O_DIRECT is not a substitute for fsync(). It only guarantees that data gets to the storage device cache, which is not durable in most cases.


My understanding is that the storage device cache is opaque, that is, drives tend to lie, saying the write is done when it is in cache, and depend on having enough internal power capacity to flush on power loss.


Consumer devices sometimes lie (enterprise products less so), but there is a distinction between O_DIRECT and actual fsync at the protocol layer (e.g., in NVMe, fsync maps into a Flush command).


> But database engines are absolutely the target of io_uring's feature set and they're expected to be managing this complexity.

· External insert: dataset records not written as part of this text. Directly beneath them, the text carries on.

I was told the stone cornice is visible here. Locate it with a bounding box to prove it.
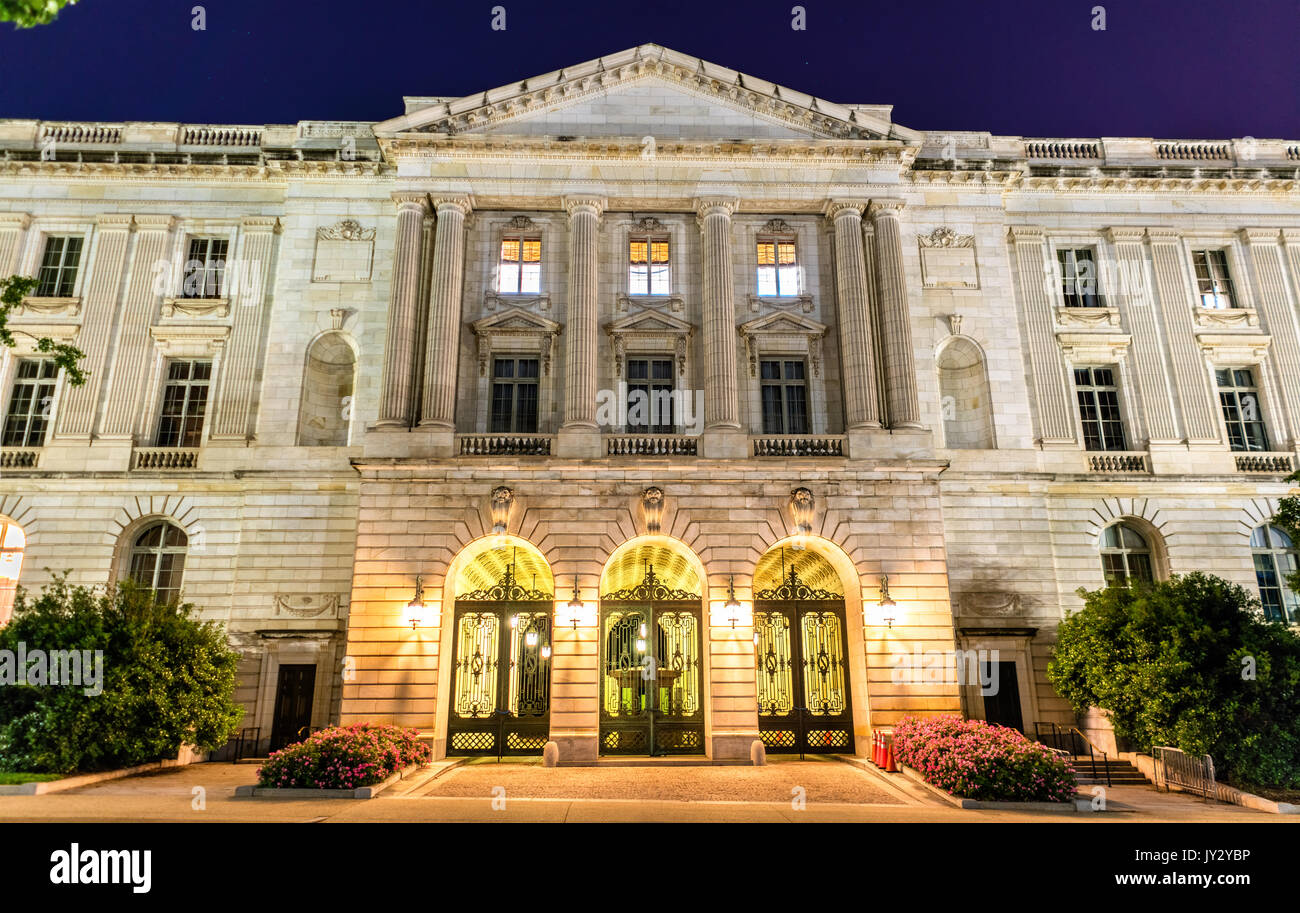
[0,159,384,181]
[1017,174,1299,195]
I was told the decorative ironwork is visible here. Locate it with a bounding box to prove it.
[601,561,699,601]
[755,564,841,602]
[457,549,554,601]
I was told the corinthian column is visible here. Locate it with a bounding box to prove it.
[556,196,604,458]
[826,200,880,429]
[869,199,921,429]
[697,199,742,437]
[375,192,429,428]
[419,196,472,430]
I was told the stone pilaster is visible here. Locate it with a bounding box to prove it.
[1104,227,1177,444]
[826,200,880,430]
[869,200,921,429]
[1241,228,1300,447]
[1008,226,1076,445]
[374,192,429,428]
[0,213,30,275]
[419,196,472,431]
[556,196,605,459]
[696,197,746,459]
[54,214,132,440]
[99,215,175,440]
[1147,229,1220,443]
[210,217,280,441]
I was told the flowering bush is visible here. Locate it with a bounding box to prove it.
[892,715,1077,802]
[256,723,430,789]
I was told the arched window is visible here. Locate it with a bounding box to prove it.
[936,337,994,449]
[1100,523,1154,586]
[128,522,188,604]
[0,519,26,624]
[1251,524,1299,624]
[297,334,356,446]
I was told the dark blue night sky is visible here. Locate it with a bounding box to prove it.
[0,0,1295,138]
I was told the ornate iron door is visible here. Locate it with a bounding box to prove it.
[755,566,855,754]
[600,565,703,755]
[447,561,552,756]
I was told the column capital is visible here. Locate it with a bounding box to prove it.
[133,214,175,232]
[0,212,31,229]
[867,198,905,218]
[1238,227,1283,245]
[1282,229,1300,246]
[694,197,737,219]
[1104,226,1146,244]
[824,199,868,220]
[432,195,473,217]
[392,191,430,212]
[94,213,134,231]
[562,195,606,218]
[1008,225,1046,243]
[1145,228,1181,245]
[239,216,282,234]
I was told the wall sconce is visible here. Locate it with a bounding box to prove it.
[877,575,897,628]
[404,576,426,630]
[725,575,741,628]
[566,575,583,629]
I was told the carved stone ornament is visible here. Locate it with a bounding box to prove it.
[918,226,975,248]
[633,216,667,233]
[161,298,230,319]
[641,486,665,534]
[956,592,1024,618]
[507,215,537,230]
[490,486,514,534]
[761,218,794,234]
[13,297,80,318]
[316,219,375,242]
[789,487,814,537]
[1054,306,1122,329]
[273,594,341,618]
[945,313,963,336]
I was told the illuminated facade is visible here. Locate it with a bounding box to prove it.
[0,45,1297,760]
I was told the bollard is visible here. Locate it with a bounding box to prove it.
[750,739,767,767]
[542,740,560,768]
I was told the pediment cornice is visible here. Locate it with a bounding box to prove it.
[471,306,561,336]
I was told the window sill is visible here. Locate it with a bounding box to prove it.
[161,297,230,318]
[14,296,81,318]
[748,293,812,313]
[1054,305,1120,328]
[616,294,683,312]
[1193,306,1259,329]
[484,291,550,312]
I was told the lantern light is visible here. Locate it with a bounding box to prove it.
[566,575,583,629]
[878,575,897,628]
[541,644,552,660]
[404,576,426,630]
[725,574,741,628]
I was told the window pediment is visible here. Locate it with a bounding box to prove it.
[739,312,827,377]
[471,307,560,377]
[605,307,694,379]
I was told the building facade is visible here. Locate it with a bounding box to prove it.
[0,45,1297,760]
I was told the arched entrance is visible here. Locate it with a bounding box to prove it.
[446,540,554,756]
[599,539,704,756]
[754,545,855,754]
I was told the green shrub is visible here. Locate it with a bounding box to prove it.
[257,724,431,789]
[1047,572,1300,788]
[0,576,243,774]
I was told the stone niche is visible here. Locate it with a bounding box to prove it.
[918,227,979,290]
[312,219,375,283]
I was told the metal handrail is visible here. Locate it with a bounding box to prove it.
[1034,722,1111,787]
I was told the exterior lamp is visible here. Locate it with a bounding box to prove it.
[877,575,896,629]
[404,576,426,630]
[525,628,538,648]
[725,575,741,628]
[567,575,583,629]
[541,643,552,660]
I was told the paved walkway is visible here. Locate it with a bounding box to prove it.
[0,759,1291,823]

io_uring includes an fsync opcode (with range support). When folks talk about fsync generally here, they're not saying the io_uring is unusable, they're saying that they'd expect the fsync to be used whether it's via the io_uring opcode, the system call, or some other mechanism yet to be created.


That's not what O_DIRECT is for. Did you mean O_SYNC ?


Is that's true (notwithstanding objections from sibling comments) then that's just another spelling of fsync.

My point was really: you can't magically get the performance benefits of omitting fsync (or functional equivalent) while still getting the durability guarantees it gives.